A Painful Existence | Teen Ink

A Painful Existence

January 25, 2013
By Anonymous

No place to begin... no time to explain... In but a moment all interest will be lost... if there was any to begin with.
I am nothing... I am everything...

I am anything I want to be... but nothing I strive for... Who am I?
ME... Who is Me?
YOU.. you are me, and to that affect, I am You.

Follow me now, or lose me forever to a realm of hopeless quandary.
Impatiently turning corners, searching in the hollows of the mind's great forest... for me... for you.
Loss... pain... depression... searching for love... or a passing equivalent...
Sex... drugs... anxiety... heartbreak... killing myself... killing you...

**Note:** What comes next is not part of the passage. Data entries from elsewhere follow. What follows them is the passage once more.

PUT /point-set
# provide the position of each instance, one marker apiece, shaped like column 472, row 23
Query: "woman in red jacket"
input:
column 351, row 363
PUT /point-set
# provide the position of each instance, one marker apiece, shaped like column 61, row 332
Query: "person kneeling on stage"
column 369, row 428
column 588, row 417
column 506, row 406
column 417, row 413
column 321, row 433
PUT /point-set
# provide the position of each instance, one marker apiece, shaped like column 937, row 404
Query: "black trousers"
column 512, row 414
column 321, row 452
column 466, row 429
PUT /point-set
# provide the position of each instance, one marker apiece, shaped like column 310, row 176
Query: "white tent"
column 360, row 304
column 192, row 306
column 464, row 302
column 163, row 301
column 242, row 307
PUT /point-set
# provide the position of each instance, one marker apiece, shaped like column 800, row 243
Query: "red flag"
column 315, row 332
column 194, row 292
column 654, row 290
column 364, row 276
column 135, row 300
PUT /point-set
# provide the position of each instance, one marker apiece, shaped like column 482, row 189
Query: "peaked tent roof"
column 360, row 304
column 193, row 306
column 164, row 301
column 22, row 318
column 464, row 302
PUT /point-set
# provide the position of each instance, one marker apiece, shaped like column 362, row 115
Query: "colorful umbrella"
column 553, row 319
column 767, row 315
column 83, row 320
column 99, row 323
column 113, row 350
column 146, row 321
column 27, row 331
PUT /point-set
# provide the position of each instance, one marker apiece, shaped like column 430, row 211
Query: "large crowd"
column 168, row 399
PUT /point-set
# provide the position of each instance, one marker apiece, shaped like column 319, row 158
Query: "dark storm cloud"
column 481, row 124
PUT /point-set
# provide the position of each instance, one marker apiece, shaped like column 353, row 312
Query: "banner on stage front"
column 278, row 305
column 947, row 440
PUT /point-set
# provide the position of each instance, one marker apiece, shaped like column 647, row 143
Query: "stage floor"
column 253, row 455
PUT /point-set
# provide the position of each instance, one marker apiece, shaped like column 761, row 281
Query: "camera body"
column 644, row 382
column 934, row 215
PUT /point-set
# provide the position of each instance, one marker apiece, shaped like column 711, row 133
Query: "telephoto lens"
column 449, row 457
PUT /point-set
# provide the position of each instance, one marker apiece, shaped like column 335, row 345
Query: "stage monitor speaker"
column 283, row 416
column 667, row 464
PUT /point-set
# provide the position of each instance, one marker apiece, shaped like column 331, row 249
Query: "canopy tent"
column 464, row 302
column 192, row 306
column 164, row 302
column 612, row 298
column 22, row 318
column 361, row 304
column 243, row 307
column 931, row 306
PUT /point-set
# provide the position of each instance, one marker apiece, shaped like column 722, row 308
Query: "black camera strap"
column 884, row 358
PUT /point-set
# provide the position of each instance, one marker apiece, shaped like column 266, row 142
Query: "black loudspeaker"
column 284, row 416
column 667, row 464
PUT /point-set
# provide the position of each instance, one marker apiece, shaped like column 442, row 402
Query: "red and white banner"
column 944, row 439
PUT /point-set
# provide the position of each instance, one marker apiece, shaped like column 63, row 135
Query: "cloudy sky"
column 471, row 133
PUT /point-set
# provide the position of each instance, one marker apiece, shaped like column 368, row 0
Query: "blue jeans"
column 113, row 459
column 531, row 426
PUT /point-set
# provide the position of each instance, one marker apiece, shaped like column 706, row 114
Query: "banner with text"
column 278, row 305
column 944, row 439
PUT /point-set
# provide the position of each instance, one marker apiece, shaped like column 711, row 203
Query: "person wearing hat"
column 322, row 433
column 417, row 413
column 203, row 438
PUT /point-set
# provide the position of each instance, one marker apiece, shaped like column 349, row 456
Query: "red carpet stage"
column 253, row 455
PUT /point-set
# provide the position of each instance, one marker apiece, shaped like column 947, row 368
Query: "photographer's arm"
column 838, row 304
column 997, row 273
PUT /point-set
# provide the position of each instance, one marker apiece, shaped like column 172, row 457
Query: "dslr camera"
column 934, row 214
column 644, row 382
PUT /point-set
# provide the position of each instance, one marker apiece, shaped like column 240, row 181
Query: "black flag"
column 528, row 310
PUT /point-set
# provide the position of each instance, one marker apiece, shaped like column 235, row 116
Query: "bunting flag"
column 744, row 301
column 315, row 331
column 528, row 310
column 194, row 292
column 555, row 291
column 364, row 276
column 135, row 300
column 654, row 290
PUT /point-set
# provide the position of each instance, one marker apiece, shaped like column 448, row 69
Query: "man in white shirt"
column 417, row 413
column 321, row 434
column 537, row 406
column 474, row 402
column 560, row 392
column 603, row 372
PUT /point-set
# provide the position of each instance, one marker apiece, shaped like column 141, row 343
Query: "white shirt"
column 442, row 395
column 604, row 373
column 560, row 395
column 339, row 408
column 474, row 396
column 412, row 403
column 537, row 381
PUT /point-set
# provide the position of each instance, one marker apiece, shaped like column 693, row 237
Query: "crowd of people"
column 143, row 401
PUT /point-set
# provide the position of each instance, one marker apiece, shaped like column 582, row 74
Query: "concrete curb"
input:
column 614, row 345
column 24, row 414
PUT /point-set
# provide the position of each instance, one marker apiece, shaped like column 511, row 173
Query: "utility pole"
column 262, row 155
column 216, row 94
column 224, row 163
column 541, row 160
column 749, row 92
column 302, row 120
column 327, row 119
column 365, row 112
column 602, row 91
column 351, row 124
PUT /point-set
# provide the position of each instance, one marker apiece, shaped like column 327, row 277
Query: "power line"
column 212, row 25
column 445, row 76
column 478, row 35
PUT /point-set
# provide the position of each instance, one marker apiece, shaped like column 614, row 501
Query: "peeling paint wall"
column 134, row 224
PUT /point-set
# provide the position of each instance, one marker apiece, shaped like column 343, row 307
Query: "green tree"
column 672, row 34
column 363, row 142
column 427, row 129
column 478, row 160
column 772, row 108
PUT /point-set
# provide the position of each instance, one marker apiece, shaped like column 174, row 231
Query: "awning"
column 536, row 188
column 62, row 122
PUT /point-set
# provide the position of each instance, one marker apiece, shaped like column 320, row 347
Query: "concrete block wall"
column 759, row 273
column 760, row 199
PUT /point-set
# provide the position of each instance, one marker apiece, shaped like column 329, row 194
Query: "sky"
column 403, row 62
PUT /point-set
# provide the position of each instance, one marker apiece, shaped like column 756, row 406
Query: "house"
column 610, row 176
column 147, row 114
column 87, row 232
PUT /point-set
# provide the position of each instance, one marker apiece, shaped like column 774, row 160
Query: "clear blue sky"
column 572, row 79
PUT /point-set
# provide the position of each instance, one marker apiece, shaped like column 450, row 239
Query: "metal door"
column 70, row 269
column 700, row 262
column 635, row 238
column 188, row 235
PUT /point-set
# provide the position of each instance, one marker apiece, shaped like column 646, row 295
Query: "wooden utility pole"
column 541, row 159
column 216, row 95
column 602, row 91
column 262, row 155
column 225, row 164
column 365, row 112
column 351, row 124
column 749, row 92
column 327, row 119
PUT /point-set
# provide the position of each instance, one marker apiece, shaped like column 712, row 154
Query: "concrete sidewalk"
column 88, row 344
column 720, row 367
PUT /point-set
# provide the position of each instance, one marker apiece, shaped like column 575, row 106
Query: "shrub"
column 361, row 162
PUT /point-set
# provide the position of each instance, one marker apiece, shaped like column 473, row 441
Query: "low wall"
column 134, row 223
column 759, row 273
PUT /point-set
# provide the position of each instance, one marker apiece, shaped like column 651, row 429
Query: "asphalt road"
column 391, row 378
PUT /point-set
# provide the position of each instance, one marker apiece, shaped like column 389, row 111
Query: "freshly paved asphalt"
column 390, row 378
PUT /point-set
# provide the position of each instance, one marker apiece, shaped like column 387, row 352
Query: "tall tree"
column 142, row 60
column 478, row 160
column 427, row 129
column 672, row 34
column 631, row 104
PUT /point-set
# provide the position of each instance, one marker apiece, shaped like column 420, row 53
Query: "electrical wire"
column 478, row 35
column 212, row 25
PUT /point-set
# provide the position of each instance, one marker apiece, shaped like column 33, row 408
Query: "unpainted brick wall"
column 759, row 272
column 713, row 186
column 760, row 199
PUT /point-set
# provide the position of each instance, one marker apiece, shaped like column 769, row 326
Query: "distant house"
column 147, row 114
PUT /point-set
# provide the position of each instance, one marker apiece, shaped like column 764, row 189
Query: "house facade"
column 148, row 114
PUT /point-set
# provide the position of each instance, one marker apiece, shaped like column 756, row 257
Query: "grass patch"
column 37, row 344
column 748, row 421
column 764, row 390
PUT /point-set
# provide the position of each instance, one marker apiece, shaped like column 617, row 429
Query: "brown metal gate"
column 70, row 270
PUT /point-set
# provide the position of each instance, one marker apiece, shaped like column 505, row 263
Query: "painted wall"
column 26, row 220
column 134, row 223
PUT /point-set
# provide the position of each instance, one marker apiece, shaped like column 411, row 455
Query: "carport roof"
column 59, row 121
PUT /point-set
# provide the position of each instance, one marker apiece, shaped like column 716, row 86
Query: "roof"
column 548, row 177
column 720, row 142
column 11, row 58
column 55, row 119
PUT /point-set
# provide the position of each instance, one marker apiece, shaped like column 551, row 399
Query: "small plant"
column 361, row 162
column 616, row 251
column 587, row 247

Indulging the mind's base desires... cutting away the excess flesh surrounding my brain... my heart... tissue stripped.
This cage, locked with no key nor code.
Contents... a soul... my soul... our soul.

We are one, you and I.
We attempt life together... we struggle together...
Yet separated we seem to remain... outcast... alone.

...damned
Attempting to trudge on through this life.
Life?
A life alone, fearful, intrigued yet disconnected from an otherwise fascinating but horrible world...
This is a life without living... not a life at all really.
Who... no... what... am I to You... to Me... to anyone?

NOTHING... Nothing.. nothing.

Stale coffee...
The smell penetrates my nostrils, boring into my brain leaving an acute sense of nostalgia.
A high school teacher whose very pores seemed to perspire the stuff.

Blurry eyes...
My mind is pulsing, spinning inside is a cloud of indecision.
A migraine feeling, pressing sharply on the sides of my skull.

Searching...
The object I seek is external, yet part of my being.
A key to my happiness, or what is left of it.

I've fallen...
My knees are sore from the floors beneath.
A thought crosses my mind.

Achievement...
The thing I searched for all along, here.
Apart from myself, but within this realm.

On the exterior...
My true self is not what it seems.
As not to me, or as to the.

In the end....
The soul within, the soul I found.
A soul that kneels me on the ground.

Peace...?

A cold door shuts on two corpses, fresh.

The smell of iron and smoke hangs thick in the air.
No sense of guilt... fear... only stagnant death lingering.

Hands drip with incriminating remains.
Eyes fill with tears of hate.

Anger... Anguish... Anything but joy.
“We can be,” utters the man with stained fingers.

“We can live... again.”
“Sick we've been.

Plagued by the.”

“Alive we were,” weeps the man with the hole in his head.

“Sinners... evil, but alive.”
“Is this to be my fate?”

“Facing Hell's flames.
Yonder passed Heaven's gate.”

“Or nothing?”
“Where am I?”

“Who have I become?”

Again the bell chimes in the tower of despair.

Lost souls, lost minds, lost life.
Subjugation of madness, by madness, for madness.

“Am I mad?” Cries the man with stained fingers.
“To take a life without remorse?”

Regretful he remains.


With gun in hand, he kneels.

The taste of freshly fired steel in mouth.
Warm...then searing...then cold... frozen.

Breath could be seen by the responders.
Tears become ice on the cheeks of loved ones.

Then a silence that can only come in death.
Cold... Cold... Cold...


The author's comments:
My mind led me to a stream where these words flowed forth, painful as it was, I recorded them with sadness.